As if surprised by this outburst, she then follows with an almost apologetic plea (You must realize, you took your love and left me quite by surprise / I could have told you that it’s gonna take a miracle… to love someone new when I’m crazy for you), completing the full circle of emotions that goes along with grieving a failed relationship.


The sense of desperation and sadness is so deeply explored; yet again, faith in true love has been tested and failed. There’s not much more that crosses generations and races like knowing what it’s like to have your heart ripped out and fed to you, yes?

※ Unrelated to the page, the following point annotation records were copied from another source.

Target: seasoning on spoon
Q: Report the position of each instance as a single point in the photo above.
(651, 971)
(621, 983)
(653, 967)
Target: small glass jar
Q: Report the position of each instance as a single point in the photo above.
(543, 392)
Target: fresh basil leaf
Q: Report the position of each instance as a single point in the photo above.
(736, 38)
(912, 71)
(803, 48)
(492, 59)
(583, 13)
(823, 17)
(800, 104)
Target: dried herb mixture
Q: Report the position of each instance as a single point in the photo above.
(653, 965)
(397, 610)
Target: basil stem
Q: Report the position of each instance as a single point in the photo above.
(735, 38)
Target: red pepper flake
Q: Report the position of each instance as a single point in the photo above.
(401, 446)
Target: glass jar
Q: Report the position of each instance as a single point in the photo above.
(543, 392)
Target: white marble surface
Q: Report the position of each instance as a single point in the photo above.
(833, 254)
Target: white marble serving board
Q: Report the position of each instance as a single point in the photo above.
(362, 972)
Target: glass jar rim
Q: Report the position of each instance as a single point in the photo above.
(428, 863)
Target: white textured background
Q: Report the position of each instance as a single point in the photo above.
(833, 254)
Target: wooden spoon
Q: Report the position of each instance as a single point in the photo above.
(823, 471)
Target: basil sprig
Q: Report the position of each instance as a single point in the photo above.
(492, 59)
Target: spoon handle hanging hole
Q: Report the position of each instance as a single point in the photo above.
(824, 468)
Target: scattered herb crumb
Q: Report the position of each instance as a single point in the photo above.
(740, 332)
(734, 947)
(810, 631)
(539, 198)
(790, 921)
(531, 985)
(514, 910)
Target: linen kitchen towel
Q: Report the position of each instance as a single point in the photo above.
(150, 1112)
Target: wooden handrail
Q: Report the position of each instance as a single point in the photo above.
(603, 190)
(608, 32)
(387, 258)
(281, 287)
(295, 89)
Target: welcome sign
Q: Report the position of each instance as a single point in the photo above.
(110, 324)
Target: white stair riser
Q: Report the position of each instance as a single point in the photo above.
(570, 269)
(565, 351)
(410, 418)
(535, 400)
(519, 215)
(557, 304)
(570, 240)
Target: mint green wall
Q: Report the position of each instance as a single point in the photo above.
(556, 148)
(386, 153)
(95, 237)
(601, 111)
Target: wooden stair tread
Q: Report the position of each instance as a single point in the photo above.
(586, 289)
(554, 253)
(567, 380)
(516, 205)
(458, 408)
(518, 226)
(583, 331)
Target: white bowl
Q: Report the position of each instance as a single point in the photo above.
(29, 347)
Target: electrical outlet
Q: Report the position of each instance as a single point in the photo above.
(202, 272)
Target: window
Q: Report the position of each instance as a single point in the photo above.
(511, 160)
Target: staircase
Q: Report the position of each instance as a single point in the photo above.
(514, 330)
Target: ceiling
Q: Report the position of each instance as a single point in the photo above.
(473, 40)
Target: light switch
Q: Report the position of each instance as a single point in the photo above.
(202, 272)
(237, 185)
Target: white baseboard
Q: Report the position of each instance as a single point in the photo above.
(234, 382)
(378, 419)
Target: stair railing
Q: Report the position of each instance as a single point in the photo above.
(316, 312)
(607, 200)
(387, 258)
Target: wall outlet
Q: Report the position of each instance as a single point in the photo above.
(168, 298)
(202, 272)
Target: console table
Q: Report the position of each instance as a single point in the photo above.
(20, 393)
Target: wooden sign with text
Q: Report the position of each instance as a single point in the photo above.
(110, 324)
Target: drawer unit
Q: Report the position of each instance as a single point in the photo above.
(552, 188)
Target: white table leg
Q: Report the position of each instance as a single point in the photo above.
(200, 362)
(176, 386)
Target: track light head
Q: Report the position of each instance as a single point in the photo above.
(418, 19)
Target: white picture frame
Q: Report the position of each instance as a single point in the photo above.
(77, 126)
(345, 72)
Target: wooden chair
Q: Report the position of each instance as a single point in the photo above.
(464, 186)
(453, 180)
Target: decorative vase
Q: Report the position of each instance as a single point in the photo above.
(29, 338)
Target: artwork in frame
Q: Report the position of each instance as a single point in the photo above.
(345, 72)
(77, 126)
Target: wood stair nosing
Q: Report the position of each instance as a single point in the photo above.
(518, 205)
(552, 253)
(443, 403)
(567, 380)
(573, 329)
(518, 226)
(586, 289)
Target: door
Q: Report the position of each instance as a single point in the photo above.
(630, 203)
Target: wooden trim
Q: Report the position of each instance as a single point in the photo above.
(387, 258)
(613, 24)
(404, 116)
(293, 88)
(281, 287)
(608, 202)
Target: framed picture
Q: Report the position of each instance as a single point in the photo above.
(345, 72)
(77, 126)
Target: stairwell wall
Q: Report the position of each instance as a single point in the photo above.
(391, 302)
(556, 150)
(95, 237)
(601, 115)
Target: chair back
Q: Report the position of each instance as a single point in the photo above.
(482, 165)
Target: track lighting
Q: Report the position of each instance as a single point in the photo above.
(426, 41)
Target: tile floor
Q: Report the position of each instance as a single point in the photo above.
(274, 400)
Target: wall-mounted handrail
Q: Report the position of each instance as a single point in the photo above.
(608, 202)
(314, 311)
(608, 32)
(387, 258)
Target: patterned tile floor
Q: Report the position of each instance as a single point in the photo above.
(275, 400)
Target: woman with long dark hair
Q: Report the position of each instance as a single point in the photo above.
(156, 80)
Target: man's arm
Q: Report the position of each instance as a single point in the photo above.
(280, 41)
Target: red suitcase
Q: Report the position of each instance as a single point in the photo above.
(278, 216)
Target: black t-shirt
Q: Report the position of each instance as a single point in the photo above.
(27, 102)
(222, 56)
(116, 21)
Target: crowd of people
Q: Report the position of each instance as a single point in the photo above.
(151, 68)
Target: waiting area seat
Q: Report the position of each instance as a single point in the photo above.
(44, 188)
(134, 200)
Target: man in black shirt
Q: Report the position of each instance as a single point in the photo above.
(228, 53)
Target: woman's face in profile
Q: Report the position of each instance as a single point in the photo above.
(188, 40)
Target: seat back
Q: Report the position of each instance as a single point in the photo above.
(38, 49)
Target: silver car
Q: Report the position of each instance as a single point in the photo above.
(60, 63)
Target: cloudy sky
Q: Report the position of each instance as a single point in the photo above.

Sunday, September 28, 2008

I Got You Babe, Sonny & Cher (1965)

Today I've been wallowing in the past, 1965 to be exact, seeing as how present day America is so fraught with peril it's difficult to focus on it without succumbing to a sense of utter impending doom.

So I've been watching that classic screwball duo Maxwell Smart and Agent 99 in old episodes of the groundbreaking spy spoof Get Smart, which debuted in 1965, and thinking about another duo that hit the scene the same year, Sonny & Cher.

To a sheltered 12-year-old, I Got You Babe was a treat (and as it turned out, also a trick). Just as Agent 99 was a role model of sorts in portraying the exciting career working alongside a man she adored, so 19-year-old Cher provided a glimpse into a different, but just as enthralling, world - where she could live a "you and me against the world" sort of life singing and laughing with the man she adored. What was not to like about either one of those fantasies?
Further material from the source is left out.